Again, the NDP points to British Columbia, who established rent banks in November 2021, and says that this would require an initial $10M investment.
Review Renter's Legislation and Policy
The NDP points out that Alberta has not conducted a review of its housing policies since Premier Ed Stelmach's task force did so in 2007, when the average cost of rent for a one-bedroom unit was estimated at $788 per month. The NDP notes that the rent for a one-bedroom unit is now $1,560, and has increased by 23.3% from March 2022 to March 2023.
"Clearly, the time has come for another review and it is important that renters, housing providers, and policy experts are a part of this process."
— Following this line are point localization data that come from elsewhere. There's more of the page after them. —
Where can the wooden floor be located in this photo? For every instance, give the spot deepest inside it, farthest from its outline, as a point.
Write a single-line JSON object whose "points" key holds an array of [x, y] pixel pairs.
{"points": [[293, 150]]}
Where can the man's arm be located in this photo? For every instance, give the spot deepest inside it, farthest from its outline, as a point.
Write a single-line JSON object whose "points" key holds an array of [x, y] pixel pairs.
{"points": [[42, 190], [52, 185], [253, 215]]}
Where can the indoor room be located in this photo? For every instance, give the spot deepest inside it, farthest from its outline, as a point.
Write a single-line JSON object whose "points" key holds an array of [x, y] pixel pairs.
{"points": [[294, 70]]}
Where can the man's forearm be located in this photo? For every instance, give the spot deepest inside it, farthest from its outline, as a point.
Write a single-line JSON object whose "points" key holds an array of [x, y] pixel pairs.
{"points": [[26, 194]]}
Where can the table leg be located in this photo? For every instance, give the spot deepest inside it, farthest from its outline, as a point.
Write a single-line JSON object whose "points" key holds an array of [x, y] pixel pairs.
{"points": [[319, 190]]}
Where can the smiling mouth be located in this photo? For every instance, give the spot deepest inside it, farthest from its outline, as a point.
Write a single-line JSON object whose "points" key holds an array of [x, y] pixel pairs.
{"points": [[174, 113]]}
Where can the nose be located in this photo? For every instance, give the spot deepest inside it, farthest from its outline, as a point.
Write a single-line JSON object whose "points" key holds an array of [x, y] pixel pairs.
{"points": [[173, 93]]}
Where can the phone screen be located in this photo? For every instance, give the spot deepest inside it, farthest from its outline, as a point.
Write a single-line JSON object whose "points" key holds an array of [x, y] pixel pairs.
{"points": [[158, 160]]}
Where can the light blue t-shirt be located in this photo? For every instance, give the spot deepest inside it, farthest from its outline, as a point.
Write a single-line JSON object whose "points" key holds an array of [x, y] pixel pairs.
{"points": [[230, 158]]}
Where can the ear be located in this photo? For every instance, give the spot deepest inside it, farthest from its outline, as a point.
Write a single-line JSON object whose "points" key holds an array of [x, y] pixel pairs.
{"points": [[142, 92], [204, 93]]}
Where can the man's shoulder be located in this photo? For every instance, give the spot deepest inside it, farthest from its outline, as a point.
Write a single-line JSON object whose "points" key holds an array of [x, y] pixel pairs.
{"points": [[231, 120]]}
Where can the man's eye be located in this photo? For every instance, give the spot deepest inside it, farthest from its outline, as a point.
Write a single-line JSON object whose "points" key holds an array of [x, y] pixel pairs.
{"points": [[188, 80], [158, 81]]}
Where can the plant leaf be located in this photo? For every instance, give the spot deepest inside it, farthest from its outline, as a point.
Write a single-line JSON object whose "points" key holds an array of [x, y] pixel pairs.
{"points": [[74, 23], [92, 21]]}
Explore Creation of Attainable Homes Program
Aside from supporting low-income individuals and renters, the NDP says it also wants to support those looking to become homeowners, and that it will do so by creating an Attainable Homes Program.
They note that similar programs already exist on the municipal level, such as in Calgary and Edmonton, and have good track records with either providing a loan on down payments or a five-year deferral of the land portion on a mortgage, and that the Province could either enhance these existing programs or create an entirely new provincial program.